Friday, 1 January 2016

GSOH: Do you remember the first time?

Theoretically, your first gig is your worst gig. A newbie comedian starts off all shaky and nervous, does a few more, then ends up on Live At The Apollo and selling millions of DVDs. That's the idea, anyway and I'm sure I'm just a couple of gigs away from that success.

I'm not going make chronology a factor in the order I write posts in the GSOH blog, but I guess I have to start somewhere.

If people ask me about my first stand-up gig, I tell them it took place in 2011 in Northampton. Technically, that was my second gig. The first time I told gags to an audience was back in the mid-1980s.

Wellingborough's Victoria Junior School as it looks today
The third year at my junior school was fairly refreshing, as some of the more creative members of my class had the freedom to put on shows. Only about six girls really took part, along with myself.

One day we had decided to put on a talent show. I'd be telling jokes; Heena would be singing the Theme From Fame and Rebecca - my first ever girlfriend - did... well, I can't remember what she did. That's probably why I'm not with her now.

The class got to vote for their favourite act at the conclusion of the show. This was probably inspired by The Fame Game on ITV, something that's barely-remembered these days, but it was like a predecessor to Britain's Got Talent, although probably closer to Opportunity Knocks.

I reckon the big gender split in the voting had caused me to win. This was the time of your life when girls were all soppy, stupid and had fleas, after all. Although Heena's diabolical rendition of Irene Cara's sole hit probably helped.

My set was 100% unoriginal. It was a load of gags I took from the joke books of the day. Plenty of them were Irish gags. Come to think of it, a lot where of that "Englishman, Scotsman and an Irishman" trope that you never get any more. These went down really well with the class and the teacher. There you go, early signs of institutionalised racism.



Of course, these days I wouldn't dream of using a joke I've never written, but this was a simpler time, I was modelling myself on the old school bow-tie-and-velvet-jacket comics you'd get on the telly of the day. These pre-alternative comedians would use a 'pool' of gags and routines.

What went down really well for me, was a really childish shaggy-dog story- one with the Irishman being the victim of course.
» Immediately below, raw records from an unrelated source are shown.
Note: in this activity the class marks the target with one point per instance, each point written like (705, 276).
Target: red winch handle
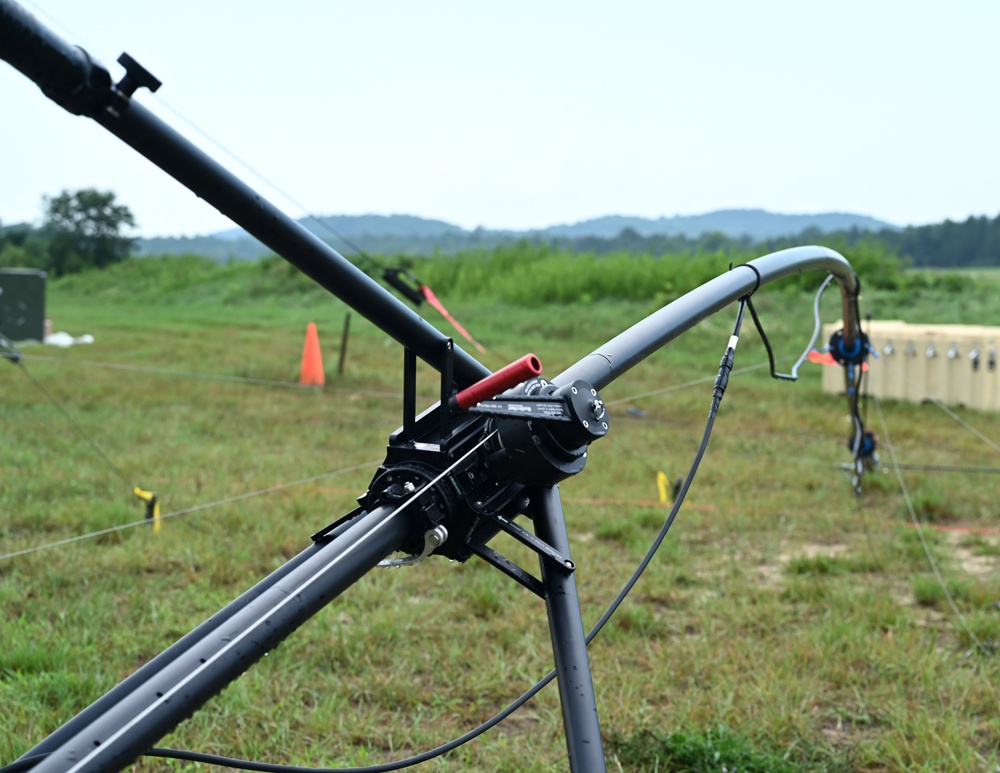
(505, 378)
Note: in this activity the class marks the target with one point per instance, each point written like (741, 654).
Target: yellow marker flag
(152, 507)
(662, 483)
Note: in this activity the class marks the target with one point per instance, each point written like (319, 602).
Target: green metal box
(22, 304)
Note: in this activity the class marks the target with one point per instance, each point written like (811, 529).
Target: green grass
(783, 623)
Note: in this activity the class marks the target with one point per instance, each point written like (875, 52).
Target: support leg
(576, 687)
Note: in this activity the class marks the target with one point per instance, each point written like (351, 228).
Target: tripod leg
(576, 687)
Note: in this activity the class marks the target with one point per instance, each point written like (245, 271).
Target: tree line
(88, 229)
(80, 229)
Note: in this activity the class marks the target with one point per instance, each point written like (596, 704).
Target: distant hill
(407, 234)
(757, 224)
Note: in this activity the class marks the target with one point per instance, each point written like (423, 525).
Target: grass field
(785, 622)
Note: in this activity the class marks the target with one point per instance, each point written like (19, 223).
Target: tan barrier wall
(956, 364)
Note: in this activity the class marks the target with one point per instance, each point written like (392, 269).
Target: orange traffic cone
(312, 361)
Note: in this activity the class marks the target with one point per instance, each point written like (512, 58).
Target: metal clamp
(433, 539)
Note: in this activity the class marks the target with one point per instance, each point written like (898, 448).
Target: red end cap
(505, 378)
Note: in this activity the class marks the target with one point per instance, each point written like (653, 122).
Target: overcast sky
(514, 114)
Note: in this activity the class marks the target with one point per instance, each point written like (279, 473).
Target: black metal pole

I'd told it in the playground many times, and even though everyone knew it, I stormed it with this utterly immature shaggy dog story...

There's an Englishman, Scotsman and an Irishman at the top of a slide (entirely plausible, I'm sure it's a common occurrence) and God tells them that whatever they say on the way down, they will land in.
The Englishman has the first go, and shouts "money!"
He lands in loads of coins and notes. He's a bit battered and bruised, but hey, he's rich, and he leaves.
The Scotsman is next, and he shouts "whiskey!" 
He lands in a big pool of whiskey and is happy. (See? Scots are all alcoholics. That's just the first hilarity, wait for the big pay off up next...)
The Irishman has a go, and he shouts "Wheeeeeeeeeeeeeeeeeeee!"
See? It's hilarious. I had learnt to end the gag there, because I knew when others told it, they added the unnecessary description of the Irishman landing in a vat of piss. Never telegraph the gag.

So yeah, first ever gig, smashed it. What could be funnier, in the minds of the assembled 10-11 year olds, than a man plunging into a load of urine? Nothing, really.

I suppose there is one exception. Another routine that did the playgrounds was the story of three schoolkids, respectively called Fuck Off; Manners and Shit. I very much doubt I'd get to utter such profanities in front of Mr Fisher without a ruler being thrown at me and a summoning to the headmaster's office, so this is why I decided to opt for the safer conclusion of a piss-drenched Irishman.

I'd like to assure you that, nowadays, my jokes are my own and they're politically situated a lot further to the left than the feeble Bernard-Manning-style material I cribbed in order to storm that vital Class 6 gig at Victoria Junior School.